Mengele breathes in and mentally counts to three.

“My dear Herr Kommandant, there are still many Jews out there who’ll have to be brought here progressively. An animal that doesn’t know it’s going to the slaughterhouse allows itself to be led there much more docilely than one that knows it’s going to be sacrificed and thus puts up all kinds of resistance. As someone from a village, Schwarzhuber, you ought to know that.”

Mengele’s final comment irritates Schwarzhuber.

“How dare you call Tutzing a village? For your information, Tutzing is considered the most beautiful town in Bavaria, in all of Germany, even … which means we could say in the whole world.”

“Of course, Herr Kommandant. I completely agree: Tutzing is a marvelous town.”

Schwarzhuber is about to reply, but he realizes that this pedantic, middle-class doctor is deliberately provoking him, and he’s not going to play along.

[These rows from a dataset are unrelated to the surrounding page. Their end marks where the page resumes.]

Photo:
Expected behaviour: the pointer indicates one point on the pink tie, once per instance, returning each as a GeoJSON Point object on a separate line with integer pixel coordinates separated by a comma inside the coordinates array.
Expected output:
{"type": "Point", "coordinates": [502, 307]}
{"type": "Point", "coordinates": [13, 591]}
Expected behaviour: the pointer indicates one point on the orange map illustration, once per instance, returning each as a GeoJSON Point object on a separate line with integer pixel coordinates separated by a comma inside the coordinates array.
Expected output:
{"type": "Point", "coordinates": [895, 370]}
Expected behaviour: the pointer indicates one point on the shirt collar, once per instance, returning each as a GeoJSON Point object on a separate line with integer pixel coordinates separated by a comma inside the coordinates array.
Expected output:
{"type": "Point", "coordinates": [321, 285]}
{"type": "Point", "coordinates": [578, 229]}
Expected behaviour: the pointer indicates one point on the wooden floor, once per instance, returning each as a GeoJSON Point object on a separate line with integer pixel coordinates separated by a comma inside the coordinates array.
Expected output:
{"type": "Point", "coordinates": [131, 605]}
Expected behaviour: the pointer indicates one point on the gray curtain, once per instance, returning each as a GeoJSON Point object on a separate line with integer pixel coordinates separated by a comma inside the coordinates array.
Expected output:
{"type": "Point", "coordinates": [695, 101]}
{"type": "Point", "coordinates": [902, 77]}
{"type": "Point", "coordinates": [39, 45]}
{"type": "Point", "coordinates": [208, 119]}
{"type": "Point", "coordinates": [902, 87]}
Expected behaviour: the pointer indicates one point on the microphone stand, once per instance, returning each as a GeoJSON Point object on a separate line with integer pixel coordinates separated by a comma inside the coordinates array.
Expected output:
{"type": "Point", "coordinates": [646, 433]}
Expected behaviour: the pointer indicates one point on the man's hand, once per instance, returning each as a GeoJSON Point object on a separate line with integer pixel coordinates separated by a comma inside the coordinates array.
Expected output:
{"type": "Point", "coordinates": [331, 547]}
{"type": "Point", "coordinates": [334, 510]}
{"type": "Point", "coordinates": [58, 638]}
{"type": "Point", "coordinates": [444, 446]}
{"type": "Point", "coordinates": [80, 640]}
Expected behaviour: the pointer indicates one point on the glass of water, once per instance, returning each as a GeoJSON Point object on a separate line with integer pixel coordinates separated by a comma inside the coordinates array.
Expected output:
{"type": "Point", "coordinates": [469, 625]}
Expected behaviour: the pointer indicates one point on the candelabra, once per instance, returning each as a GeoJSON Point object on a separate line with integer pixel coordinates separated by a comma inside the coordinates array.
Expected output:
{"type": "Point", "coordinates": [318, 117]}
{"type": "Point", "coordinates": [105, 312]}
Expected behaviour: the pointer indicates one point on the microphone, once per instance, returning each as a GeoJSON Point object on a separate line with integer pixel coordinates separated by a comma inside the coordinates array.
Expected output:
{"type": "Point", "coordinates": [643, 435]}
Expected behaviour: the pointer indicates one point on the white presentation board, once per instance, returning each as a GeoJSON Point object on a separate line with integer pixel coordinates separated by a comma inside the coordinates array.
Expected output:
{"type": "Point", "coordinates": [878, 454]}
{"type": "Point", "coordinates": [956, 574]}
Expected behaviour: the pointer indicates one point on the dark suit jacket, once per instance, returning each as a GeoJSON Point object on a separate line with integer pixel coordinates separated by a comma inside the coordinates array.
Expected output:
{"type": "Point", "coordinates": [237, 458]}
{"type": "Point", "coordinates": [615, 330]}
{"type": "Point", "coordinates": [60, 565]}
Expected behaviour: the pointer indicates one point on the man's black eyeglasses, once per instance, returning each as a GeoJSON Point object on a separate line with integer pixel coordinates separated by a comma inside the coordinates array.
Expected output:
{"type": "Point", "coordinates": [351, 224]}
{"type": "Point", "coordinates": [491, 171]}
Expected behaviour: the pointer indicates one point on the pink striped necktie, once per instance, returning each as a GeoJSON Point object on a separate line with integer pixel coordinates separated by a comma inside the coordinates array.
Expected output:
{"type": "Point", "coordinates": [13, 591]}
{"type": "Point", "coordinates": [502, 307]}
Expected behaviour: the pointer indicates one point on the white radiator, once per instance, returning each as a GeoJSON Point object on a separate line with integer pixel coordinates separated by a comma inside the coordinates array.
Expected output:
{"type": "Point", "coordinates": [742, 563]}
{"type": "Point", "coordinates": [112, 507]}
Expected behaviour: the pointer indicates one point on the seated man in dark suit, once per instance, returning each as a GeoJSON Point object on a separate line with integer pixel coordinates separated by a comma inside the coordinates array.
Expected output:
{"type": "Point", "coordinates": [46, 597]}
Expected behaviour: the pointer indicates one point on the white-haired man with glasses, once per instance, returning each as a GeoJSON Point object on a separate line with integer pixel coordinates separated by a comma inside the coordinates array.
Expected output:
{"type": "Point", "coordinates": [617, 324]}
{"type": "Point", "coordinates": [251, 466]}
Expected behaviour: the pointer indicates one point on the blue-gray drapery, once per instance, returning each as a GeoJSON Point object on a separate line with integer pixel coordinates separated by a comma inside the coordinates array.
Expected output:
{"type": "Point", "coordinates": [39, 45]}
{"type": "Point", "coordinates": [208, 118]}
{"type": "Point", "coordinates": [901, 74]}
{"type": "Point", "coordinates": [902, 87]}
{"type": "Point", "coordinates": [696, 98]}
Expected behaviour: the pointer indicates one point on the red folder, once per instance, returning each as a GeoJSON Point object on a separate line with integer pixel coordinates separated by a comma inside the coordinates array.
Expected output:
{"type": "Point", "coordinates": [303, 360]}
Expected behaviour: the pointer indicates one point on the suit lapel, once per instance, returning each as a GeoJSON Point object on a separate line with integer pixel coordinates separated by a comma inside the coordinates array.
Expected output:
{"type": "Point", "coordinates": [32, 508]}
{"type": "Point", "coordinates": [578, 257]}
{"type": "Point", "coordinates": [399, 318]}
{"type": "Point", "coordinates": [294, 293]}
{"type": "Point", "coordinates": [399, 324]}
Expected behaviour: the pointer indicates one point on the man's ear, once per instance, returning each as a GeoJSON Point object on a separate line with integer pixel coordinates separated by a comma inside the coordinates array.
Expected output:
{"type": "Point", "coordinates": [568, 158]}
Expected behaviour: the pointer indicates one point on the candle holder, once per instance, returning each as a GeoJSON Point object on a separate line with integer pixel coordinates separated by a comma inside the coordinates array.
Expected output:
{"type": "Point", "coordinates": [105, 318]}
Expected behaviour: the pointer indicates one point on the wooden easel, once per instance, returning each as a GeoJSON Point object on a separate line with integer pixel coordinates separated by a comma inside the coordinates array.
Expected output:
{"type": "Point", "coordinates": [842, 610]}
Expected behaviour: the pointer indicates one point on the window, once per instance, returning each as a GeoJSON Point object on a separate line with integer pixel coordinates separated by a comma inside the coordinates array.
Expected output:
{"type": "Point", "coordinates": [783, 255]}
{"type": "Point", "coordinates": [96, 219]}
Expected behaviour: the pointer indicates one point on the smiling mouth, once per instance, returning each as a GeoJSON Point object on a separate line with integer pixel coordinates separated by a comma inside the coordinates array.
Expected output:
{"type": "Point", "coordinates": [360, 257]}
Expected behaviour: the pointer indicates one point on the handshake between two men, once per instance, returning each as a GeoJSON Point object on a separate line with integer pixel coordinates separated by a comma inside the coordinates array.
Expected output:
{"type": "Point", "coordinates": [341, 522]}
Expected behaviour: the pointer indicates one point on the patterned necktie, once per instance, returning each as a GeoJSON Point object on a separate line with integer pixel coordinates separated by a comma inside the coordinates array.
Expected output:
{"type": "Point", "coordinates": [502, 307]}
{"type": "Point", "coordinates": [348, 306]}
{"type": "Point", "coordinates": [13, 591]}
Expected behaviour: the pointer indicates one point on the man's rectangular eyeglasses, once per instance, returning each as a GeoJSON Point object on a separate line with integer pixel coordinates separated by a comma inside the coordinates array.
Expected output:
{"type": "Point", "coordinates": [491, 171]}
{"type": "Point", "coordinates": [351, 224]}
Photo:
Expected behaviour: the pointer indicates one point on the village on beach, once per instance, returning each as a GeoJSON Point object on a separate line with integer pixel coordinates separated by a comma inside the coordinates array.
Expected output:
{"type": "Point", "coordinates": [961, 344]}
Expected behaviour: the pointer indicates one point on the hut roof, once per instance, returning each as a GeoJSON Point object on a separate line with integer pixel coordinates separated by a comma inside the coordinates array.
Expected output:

“Very well, Herr Doktor, a child care center, whatever is necessary,” he roars. “But I’m not going to let it cause the slightest problem or disturbance in the camp. It will be closed at the first sign of lack of discipline. Do you think that Jew who’s in charge will be able to maintain discipline?”

“Why not? He’s German.”

“Captain Mengele! How dare you say that a repugnant Jewish dog like him belongs to our glorious German nation?”